I’m one of those people that tends to hold it all together at all times. It’s both a strength and a weakness for me – a desire to keep my composure and put my best face forward. I work hard to be that person. I work hard to keep my life organized at all times – the key to things running smoothly in my household is that organization.
Chris says often that I’m the heartbeat of our family – the one that keeps it going at all times. But last week? Last week, for a brief moment, I felt I was falling apart. My kids were sick, I was sick, I was missing things at work, and I felt I was letting down all the people that depend on me. To be honest, it just sucked.

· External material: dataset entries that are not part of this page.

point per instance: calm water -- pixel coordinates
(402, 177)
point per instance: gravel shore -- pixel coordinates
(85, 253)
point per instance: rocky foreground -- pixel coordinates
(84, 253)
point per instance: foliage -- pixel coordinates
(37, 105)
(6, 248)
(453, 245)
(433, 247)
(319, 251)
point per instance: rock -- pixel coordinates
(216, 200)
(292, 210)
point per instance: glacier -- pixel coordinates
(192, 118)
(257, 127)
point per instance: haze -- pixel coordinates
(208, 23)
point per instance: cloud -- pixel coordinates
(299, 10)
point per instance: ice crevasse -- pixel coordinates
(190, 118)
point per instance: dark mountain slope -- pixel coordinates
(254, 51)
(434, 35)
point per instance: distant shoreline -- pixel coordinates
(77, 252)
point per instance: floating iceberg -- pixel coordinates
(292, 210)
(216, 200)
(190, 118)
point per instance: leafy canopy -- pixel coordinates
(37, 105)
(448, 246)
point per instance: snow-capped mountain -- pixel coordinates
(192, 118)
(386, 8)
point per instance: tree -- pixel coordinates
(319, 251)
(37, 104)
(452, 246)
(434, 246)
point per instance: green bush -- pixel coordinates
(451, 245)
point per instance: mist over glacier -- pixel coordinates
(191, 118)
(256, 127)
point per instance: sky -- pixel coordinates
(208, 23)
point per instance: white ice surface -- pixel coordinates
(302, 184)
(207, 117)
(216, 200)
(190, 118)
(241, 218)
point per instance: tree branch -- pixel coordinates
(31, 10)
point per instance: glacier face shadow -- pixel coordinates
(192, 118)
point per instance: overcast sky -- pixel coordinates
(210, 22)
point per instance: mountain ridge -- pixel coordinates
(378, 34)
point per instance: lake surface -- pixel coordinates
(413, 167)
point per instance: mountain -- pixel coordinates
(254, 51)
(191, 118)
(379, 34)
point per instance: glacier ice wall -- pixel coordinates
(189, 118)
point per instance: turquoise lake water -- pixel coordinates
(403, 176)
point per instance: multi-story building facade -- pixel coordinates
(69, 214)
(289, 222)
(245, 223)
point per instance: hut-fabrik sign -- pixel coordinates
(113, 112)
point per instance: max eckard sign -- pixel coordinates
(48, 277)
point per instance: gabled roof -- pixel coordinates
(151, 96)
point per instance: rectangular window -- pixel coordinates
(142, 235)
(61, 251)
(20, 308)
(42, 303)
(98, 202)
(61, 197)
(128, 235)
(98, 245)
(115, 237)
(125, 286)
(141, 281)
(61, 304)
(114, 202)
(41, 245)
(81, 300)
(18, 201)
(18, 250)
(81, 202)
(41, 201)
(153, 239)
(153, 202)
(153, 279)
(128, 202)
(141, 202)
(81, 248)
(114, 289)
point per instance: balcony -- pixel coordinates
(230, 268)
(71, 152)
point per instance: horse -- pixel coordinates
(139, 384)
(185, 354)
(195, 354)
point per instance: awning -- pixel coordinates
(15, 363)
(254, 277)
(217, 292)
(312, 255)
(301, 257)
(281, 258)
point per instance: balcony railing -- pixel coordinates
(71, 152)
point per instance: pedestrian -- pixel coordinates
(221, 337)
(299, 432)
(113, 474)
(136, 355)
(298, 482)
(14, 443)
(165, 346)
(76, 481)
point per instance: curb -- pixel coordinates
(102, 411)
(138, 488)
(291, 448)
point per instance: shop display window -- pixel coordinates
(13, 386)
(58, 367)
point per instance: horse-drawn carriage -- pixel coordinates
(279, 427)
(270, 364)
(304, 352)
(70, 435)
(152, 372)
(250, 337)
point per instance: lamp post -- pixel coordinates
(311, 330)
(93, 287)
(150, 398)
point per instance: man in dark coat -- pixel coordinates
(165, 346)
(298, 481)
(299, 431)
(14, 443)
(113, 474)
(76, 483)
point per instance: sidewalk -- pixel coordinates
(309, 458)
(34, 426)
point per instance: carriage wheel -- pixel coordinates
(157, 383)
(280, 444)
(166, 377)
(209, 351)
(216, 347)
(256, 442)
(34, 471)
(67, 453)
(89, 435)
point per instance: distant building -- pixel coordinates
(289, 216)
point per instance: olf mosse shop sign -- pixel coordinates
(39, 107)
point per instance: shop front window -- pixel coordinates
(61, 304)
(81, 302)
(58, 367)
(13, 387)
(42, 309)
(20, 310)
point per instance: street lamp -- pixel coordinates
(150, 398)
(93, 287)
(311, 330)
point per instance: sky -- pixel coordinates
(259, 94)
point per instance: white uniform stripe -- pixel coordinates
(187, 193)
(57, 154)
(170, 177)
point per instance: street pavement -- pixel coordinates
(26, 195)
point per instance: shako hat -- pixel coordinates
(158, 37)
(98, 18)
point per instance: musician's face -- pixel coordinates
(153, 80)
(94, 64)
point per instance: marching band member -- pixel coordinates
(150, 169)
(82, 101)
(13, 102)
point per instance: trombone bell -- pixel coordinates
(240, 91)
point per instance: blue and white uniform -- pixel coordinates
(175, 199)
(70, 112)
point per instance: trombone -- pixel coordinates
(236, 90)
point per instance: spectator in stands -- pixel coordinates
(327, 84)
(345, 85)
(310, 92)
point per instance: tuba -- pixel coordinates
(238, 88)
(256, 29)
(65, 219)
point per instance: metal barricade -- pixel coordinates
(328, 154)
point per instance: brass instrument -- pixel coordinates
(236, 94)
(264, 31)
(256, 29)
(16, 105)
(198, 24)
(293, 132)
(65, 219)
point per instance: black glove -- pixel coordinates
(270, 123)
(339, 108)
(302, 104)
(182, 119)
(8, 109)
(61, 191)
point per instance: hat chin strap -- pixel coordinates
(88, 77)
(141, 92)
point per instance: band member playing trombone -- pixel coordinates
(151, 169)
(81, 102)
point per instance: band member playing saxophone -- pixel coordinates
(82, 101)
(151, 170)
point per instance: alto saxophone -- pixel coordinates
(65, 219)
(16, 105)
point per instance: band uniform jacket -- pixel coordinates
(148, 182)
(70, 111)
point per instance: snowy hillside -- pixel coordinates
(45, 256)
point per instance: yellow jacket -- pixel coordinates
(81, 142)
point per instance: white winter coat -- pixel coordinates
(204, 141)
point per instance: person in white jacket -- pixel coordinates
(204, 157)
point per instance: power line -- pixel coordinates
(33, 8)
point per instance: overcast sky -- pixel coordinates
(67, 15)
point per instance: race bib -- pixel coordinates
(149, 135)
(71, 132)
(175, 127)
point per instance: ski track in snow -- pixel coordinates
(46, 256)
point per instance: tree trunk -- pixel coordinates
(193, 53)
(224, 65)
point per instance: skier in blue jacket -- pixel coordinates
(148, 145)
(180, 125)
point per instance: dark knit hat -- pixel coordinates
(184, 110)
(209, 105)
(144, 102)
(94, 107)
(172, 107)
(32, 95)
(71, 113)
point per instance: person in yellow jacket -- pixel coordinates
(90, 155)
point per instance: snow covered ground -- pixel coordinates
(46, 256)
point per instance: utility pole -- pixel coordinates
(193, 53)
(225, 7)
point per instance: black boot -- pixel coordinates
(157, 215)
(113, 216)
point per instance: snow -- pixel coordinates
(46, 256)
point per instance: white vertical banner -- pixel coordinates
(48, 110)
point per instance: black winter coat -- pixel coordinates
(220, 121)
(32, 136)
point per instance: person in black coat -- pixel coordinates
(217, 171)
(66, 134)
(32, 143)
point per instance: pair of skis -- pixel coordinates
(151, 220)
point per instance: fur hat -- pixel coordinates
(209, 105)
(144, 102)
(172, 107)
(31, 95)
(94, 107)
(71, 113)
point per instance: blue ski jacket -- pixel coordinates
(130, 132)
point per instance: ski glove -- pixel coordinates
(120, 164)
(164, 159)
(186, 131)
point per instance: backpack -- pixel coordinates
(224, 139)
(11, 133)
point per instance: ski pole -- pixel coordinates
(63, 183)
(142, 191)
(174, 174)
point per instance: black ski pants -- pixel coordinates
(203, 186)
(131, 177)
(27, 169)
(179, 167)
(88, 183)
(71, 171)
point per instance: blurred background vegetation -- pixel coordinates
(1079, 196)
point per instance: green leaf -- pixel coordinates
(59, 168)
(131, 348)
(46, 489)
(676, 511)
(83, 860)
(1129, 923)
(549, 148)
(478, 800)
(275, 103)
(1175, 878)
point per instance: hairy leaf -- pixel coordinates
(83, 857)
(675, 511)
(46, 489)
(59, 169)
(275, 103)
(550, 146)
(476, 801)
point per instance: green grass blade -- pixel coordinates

And you know what I did? I put Ella down for a nap, then I vented to my husband. I cried. I took a nap. I let myself fall apart, just a little bit, so that I could put myself back together. Sometimes letting all the pieces fall is the best way to handle things – to see them for what they are, prioritize the most important parts, and find your way back to the composure you’re looking for. Letting everything fall, just for a moment, allowed me to see that this was just a brief hiccup and I could get right back to where I wanted to be.
So mamas, don’t be afraid to fall apart. We all do sometimes – even the moms you swear have it all together and going for them. Don’t be afraid to fall apart a little, if only to put yourself back together.